Compressibility of elastomers with crystalline fillers and microvoid inhomogeneities related to various empirical equations of state for liquids and solids



Modified classical compressibility techniques are described which measure both the adiabatic and isothermal bulk moduli of polymers. These differ from familiar methods principally in the utilization of sensitive electronic deformation sensors (differential transformers) to assess volume changes, the autographic recording of pressure and volume changes during an essentially quasi-static pressurization cycle. The uniaxial and volumetric methods both characterize the compressibility behavior of polymers in the relatively low pressure region (0–100 atm.). Compressibility data for several well-known liquids and solids are reported. The nonlinear nature of the PV behavior of liquids are shown to be adequately characterized by a simple equation of state which is applicable to rubbery polymerics as well. Equations of state for polymers and filled polymers containing dispersed void inhomogeneities are discussed.
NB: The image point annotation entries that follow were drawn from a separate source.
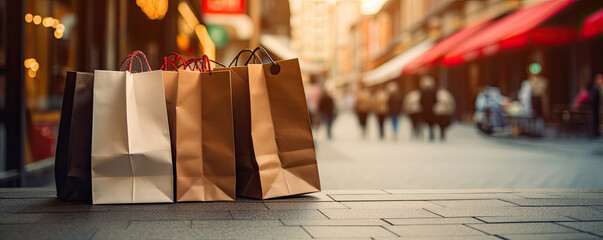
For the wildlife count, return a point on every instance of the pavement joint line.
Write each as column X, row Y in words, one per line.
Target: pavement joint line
column 395, row 234
column 307, row 232
column 96, row 230
column 501, row 237
column 281, row 220
column 323, row 214
column 576, row 229
column 229, row 213
column 477, row 218
column 433, row 202
column 433, row 212
column 383, row 219
column 508, row 201
column 464, row 224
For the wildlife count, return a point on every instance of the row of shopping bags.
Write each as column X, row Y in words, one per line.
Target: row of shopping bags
column 185, row 132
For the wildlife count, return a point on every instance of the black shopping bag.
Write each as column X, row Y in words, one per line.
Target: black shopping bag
column 72, row 160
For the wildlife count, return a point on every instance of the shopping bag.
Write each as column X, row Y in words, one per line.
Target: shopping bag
column 72, row 160
column 131, row 157
column 203, row 135
column 247, row 177
column 280, row 130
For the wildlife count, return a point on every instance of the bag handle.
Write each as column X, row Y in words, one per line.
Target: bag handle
column 172, row 62
column 236, row 59
column 203, row 64
column 274, row 69
column 131, row 57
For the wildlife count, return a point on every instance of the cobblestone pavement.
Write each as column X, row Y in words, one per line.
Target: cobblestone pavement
column 466, row 159
column 35, row 213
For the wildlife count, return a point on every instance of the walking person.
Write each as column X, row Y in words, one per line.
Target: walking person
column 380, row 107
column 313, row 94
column 540, row 101
column 394, row 106
column 412, row 109
column 326, row 107
column 444, row 110
column 363, row 107
column 428, row 100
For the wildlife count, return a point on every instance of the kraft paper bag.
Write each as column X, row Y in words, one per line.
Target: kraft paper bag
column 280, row 130
column 131, row 153
column 203, row 139
column 72, row 160
column 246, row 168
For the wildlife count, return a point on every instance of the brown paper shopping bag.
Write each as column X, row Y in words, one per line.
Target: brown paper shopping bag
column 131, row 158
column 72, row 161
column 246, row 168
column 280, row 130
column 203, row 141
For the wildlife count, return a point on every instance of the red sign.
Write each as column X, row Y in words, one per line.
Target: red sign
column 224, row 6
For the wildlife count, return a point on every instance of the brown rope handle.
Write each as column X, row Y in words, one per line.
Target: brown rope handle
column 131, row 56
column 235, row 60
column 172, row 62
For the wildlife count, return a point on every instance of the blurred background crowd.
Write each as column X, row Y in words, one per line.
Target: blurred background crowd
column 394, row 70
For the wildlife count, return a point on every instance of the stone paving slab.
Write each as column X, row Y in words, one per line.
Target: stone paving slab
column 348, row 231
column 521, row 228
column 434, row 231
column 551, row 236
column 336, row 222
column 526, row 219
column 431, row 221
column 340, row 214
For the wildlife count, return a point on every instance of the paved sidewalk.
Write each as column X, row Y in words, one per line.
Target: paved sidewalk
column 35, row 213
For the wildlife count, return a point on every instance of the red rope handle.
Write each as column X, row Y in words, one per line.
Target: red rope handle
column 173, row 61
column 131, row 56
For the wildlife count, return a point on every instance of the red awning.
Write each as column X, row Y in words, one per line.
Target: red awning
column 431, row 57
column 593, row 25
column 513, row 31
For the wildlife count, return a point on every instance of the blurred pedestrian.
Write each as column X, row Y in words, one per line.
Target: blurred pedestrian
column 428, row 100
column 326, row 107
column 595, row 99
column 444, row 110
column 412, row 109
column 363, row 107
column 313, row 95
column 380, row 108
column 540, row 101
column 394, row 106
column 582, row 98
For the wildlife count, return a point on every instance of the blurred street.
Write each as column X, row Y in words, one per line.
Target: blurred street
column 467, row 159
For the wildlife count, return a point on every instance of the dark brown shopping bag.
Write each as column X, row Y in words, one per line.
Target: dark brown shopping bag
column 72, row 160
column 280, row 130
column 203, row 135
column 246, row 168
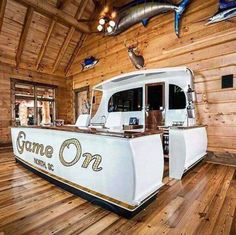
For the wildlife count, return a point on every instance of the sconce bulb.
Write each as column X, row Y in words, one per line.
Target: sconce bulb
column 100, row 28
column 102, row 21
column 109, row 29
column 112, row 23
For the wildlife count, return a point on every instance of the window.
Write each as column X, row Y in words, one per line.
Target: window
column 177, row 99
column 155, row 96
column 32, row 103
column 126, row 101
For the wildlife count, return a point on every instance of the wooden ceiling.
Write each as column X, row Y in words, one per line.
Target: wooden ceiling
column 43, row 35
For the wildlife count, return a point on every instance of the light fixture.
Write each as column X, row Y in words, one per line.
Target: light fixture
column 102, row 21
column 100, row 28
column 112, row 23
column 113, row 14
column 109, row 29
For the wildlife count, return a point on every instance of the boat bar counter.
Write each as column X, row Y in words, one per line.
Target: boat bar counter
column 115, row 158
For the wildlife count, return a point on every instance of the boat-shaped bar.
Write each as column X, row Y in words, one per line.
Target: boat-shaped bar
column 114, row 156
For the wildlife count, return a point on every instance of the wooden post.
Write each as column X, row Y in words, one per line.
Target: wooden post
column 3, row 4
column 24, row 33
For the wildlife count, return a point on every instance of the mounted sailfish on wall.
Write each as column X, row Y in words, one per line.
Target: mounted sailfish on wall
column 139, row 11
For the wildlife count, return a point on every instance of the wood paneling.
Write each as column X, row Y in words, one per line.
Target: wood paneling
column 208, row 50
column 203, row 202
column 63, row 96
column 34, row 41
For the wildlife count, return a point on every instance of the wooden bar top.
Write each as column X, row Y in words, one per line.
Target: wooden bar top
column 96, row 131
column 187, row 127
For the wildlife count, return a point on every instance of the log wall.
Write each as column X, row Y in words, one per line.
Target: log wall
column 210, row 51
column 63, row 96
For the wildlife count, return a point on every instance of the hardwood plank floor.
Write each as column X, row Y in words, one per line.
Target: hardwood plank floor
column 203, row 202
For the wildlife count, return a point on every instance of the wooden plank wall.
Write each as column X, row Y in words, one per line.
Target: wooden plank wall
column 63, row 97
column 210, row 51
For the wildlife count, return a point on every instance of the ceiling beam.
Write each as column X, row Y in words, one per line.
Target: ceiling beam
column 24, row 33
column 3, row 4
column 45, row 43
column 61, row 4
column 49, row 10
column 65, row 45
column 81, row 9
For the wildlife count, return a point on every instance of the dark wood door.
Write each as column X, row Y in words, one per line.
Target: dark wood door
column 155, row 95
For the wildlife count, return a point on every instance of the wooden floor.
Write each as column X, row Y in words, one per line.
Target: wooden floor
column 202, row 203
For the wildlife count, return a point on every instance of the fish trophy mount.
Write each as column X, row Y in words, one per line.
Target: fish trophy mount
column 136, row 59
column 121, row 19
column 227, row 10
column 89, row 62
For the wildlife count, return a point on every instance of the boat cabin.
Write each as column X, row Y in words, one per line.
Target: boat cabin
column 145, row 100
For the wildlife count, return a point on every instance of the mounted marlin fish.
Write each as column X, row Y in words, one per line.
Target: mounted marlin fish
column 226, row 4
column 225, row 14
column 142, row 11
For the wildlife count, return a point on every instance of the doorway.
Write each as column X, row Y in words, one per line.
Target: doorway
column 81, row 101
column 154, row 105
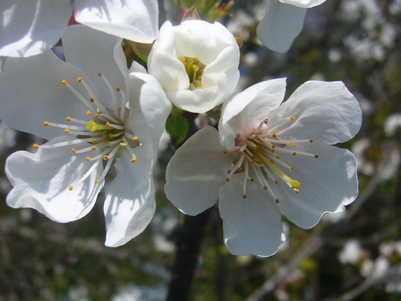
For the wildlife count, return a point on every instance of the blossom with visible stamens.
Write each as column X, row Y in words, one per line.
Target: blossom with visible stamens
column 196, row 63
column 268, row 160
column 95, row 115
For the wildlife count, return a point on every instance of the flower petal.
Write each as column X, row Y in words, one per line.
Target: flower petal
column 196, row 172
column 32, row 27
column 303, row 3
column 109, row 59
column 130, row 200
column 251, row 225
column 248, row 108
column 43, row 97
column 323, row 111
column 149, row 108
column 327, row 183
column 135, row 20
column 281, row 24
column 41, row 181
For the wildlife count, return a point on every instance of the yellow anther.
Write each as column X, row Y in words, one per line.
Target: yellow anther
column 93, row 126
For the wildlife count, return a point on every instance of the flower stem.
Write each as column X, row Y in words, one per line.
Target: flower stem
column 189, row 239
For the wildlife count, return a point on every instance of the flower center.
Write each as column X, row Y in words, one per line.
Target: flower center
column 258, row 156
column 194, row 69
column 102, row 137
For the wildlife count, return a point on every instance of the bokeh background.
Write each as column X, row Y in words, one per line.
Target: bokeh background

Relationships based upon the infinitesimal theory of the deformations of an externally pressurized hollow sphere are compared with more complex equations of state which consider finite deformations at the center of a hollow sphere. It is concluded that the experimental data for the compressibility of voided solids containing less than 0.5% of initial void volume are best represented by the simpler equations of state derived from infinitesimal theory.